You have probably never thought about sitting down to write your own obituary. It sounds like a somber task, but there are many benefits to you and your family. First, you know more about your life than anyone else. If you write your own obituary you can be sure to include all of the information you want. Second, writing your own obituary will remove the burden from your family. Contacting friends and relatives to gather information about your life can be a time consuming and difficult task during an emotional time. Lastly, taking the time to write your obituary gives you a chance to reflect on the life you have lived. You will get an opportunity to list all of your accomplishments and plan for future goals you have yet to achieve.
1. DEATH ANNOUNCEMENT
The beginning of the obituary does not provide room for creativity. It announces the death and includes basic biographical information. When writing your own obituary we recommend that you make up a humorous cause of death and a date unrealistically far in the future to remove some of the morbidity from the task. You will be able to include your place of birth and likely location of death.
The second section of the obituary is where you can get creative. You can write about your life history, including education, career, military service, volunteer work, marriage and more. You will also want to write about your hobbies, interests, any clubs or associations you belong to, as well as any major awards and accomplishments. We recommend that you also spend some time thinking about your future goals. Choose a few goals you hope to achieve and include them here as well.

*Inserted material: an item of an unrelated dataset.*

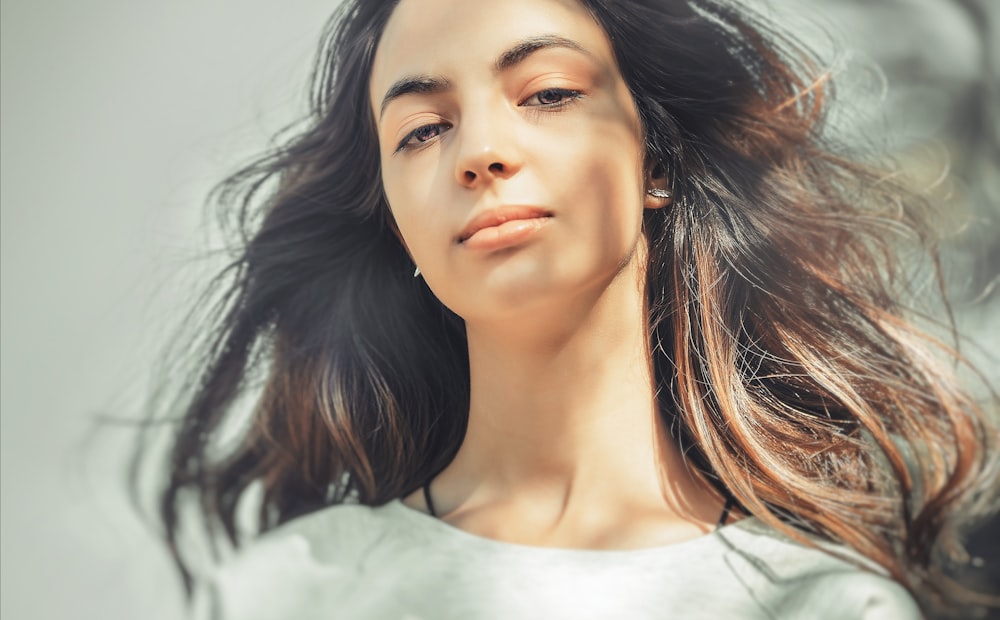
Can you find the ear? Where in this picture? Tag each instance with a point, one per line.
(657, 194)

Start by listing any relatives that are predeceased. This could include your grandparents, parents or other relatives. Next, you will want to list all of your surviving relatives. You won’t be able to write this section with 100% accuracy, but you can include all of your relatives that are currently living. Typically family is written in the order of: spouse, children and their spouse, grandchildren, great-grandchildren, parents, grandparents, siblings and their spouse, nieces, nephews and other relatives.
4. FUNERAL SERVICE
Instead of leaving this section blank, it can be a good opportunity to think about what type of funeral service you would like to have. If you want a traditional funeral service and burial service, then include that here. Or, maybe you want a small private ceremony with close family and then a reception or wake, which includes all friends and relatives. This information will help your family plan the memorial that you wanted
The final section of the obituary includes information on memorial contributions. Do you have a favorite charity or organization? Choose one or two where you would like friends and family to send donations in your name. In addition, the end of the obituary may include a significant quote, verse, phrase or hymn. If you have some words that are meaningful to you, include them here. Lastly, you can provide your friends and family with a location to leave you condolences. You could provide your family instructions on where you would like your online memorial created and what you would like included.